Las urnas, recientes hornos del pan nuestro de cada día -me refiero a la política venida a menos en esencia y a más en otros aspectos que poco o nada tienen que ver con la misma-, son, al parecer y según nos quieren hacer creer, la máxima expresión del ejercicio de la democracia para cualquier ciudadano. Puede que nos traguemos eso, o puede que hagamos que nos lo tragamos acudiendo en cada jornada electoral a esa cita esporádica, puntual y simulada. Otra clara expresión democrática, o así al menos lo recoge su “Biblia” particular, la Constitución, es el derecho a manifestarse, manifestarse como lo han hecho los trabajadores de Delphi y, con ellos y en un aliento conjuntado, todo el entorno de la Bahía de Cádiz. Eso sí que es democracia, y otras muchas cosas que ahora no vienen a colación.
Ha ocurrido que, en plena campaña electoral, el Presidente Zapatero, esperemos que no obnubilado por los efectos alucinógenos de cualquier proceso de esta índole, les ha prometido que sus puestos de trabajo están garantizados mediante la recolocación en otras empresas de la zona. Con el sincero deseo de que esta promesa se cumpla, y de que no se la lleve lejos el recuento de los votos, he de reconocer, sin embargo, que me parece un agravio comparativo en relación a otros muchos casos similares que se reproducen en el resto de la geografía nacional. Nunca he entendido los baremos que determinan actuaciones de este tipo, el determinismo político, tan denostado y contraindicado por muchos en nuestro sistema actual, sólo se aplica, o defiende, en aquellos casos en los que interesa. Arbitrario o no, hay ciertos comportamientos que pueden ser elogiables y, al mismo tiempo, reivindicables no solo en un caso sino en un ciento.

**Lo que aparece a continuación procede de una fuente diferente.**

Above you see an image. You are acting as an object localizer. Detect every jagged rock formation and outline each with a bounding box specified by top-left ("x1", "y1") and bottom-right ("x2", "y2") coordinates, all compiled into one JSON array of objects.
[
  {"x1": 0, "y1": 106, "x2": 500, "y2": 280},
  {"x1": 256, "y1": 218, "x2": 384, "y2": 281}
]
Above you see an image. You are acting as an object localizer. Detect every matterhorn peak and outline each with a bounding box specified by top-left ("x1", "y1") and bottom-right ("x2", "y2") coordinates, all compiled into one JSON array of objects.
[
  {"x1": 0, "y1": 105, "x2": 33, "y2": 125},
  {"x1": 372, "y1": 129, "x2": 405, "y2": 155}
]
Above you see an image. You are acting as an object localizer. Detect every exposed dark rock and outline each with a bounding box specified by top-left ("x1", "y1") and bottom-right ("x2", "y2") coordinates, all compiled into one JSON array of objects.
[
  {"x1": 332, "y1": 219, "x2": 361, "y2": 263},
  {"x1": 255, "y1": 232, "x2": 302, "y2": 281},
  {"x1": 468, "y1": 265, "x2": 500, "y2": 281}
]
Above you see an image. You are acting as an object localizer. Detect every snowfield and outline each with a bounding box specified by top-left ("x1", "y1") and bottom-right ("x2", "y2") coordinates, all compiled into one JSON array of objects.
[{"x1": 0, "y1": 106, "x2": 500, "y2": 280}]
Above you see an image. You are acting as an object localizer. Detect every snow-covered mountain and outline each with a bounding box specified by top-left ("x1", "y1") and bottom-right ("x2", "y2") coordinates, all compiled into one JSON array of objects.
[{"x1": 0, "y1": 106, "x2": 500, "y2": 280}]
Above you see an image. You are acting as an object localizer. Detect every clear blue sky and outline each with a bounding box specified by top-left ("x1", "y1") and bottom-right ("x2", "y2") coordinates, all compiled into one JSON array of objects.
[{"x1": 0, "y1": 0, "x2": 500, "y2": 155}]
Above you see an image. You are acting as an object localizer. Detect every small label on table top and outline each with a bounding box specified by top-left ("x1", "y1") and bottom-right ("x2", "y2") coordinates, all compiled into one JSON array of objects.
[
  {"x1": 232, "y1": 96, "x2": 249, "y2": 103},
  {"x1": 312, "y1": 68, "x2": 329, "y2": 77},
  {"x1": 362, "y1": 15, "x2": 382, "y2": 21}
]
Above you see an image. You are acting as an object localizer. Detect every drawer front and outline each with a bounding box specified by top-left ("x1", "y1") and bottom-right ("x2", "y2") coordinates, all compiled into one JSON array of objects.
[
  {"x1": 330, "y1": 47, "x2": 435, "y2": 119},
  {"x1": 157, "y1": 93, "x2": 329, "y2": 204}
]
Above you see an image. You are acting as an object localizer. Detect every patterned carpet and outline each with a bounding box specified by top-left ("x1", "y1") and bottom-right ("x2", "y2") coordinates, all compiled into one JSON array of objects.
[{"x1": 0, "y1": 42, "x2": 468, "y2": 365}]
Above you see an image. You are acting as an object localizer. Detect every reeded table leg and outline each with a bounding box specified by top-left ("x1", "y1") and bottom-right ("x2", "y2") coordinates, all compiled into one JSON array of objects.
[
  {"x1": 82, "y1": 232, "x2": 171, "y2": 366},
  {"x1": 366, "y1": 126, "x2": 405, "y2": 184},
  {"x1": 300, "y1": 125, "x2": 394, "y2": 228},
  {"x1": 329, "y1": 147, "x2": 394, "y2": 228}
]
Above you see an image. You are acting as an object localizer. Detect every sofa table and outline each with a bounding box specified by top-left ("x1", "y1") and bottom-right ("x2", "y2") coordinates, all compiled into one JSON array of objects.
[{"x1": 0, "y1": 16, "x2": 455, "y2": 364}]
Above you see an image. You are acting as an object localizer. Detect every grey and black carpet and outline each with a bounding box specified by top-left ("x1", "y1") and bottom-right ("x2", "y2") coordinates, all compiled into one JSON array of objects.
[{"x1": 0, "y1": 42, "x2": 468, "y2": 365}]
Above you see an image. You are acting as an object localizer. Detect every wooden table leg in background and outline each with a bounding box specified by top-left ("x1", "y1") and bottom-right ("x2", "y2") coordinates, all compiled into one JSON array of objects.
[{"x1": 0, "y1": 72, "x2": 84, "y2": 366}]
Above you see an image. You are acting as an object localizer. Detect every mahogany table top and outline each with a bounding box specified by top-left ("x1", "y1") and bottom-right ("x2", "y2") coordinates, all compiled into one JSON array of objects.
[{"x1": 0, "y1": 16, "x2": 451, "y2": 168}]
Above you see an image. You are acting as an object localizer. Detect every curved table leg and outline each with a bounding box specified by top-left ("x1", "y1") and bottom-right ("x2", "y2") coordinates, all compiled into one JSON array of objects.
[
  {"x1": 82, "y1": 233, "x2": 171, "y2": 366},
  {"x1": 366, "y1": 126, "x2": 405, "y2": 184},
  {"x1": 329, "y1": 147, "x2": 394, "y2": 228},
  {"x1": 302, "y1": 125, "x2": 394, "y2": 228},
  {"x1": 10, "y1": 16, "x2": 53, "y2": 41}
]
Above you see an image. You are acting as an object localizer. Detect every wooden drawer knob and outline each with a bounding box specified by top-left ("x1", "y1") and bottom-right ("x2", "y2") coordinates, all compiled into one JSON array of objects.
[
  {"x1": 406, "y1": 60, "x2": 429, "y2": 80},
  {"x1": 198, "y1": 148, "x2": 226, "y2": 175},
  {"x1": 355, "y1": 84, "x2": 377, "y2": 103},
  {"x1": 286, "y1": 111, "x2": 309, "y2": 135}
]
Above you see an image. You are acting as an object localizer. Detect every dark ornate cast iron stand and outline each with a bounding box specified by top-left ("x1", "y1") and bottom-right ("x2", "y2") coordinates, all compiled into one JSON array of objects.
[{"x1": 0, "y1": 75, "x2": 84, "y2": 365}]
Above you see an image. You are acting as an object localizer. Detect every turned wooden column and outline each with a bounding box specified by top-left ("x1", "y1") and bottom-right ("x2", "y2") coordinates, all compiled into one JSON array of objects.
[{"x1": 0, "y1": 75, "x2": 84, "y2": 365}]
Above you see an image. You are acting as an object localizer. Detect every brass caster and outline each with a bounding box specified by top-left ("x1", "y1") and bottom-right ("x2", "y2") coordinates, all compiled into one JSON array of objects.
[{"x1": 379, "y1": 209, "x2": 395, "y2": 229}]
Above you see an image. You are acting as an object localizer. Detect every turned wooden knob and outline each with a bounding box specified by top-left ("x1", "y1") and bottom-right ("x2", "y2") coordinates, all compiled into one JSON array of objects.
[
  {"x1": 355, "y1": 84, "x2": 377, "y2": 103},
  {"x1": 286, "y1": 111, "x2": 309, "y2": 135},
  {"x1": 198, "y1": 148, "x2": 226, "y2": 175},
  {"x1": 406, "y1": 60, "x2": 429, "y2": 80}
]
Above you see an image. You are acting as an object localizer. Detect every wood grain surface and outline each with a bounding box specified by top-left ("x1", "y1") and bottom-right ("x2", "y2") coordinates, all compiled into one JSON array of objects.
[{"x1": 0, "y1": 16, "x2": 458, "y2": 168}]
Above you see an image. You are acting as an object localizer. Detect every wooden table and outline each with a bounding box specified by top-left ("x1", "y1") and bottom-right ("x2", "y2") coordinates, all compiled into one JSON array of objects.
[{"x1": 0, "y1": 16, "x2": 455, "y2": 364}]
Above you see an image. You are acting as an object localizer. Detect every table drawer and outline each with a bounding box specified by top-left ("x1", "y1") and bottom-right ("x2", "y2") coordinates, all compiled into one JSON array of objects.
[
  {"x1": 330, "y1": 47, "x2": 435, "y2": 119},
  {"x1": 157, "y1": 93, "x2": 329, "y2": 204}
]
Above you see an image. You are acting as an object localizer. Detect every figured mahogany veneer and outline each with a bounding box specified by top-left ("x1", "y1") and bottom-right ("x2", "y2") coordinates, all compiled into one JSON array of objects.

En paralelo, aunque también convergente, sin que este contrasentido sea imposible en este caso, nos enteramos de que la diferencia entre el salario del trabajador con carrera y aquellos que por, un motivo u otro, no han podido sacársela cada vez es menor. Reconozco que, aún estando en el saco de los primeros, aplaudo que muchos de los trabajadores que podríamos incluir en el segundo grupo cobren igual o más que algunos del mío propio. Es como todo, hay casos y casos. No obstante, lo que me preocupa son los posibles efectos secundarios y continuistas que se manifiestan con esta tendencia. La formación pierde peso, la educación deja de ser importante cuando, como todos podemos entender, es el pilar básico de toda sociedad. La cíclica dinámica absorbente en la que se puede pensar equivocadamente que estudiar no merece la pena si con lo que se vive es con el dinero –nada más lejos de la realidad-, puede derivarnos a un futuro acomodaticio en el que pronto nos encontremos que profesionales indispensables e imprescindibles han desaparecido o no son suficientes. Hay muchos caminos que compensan el sudor de un salario.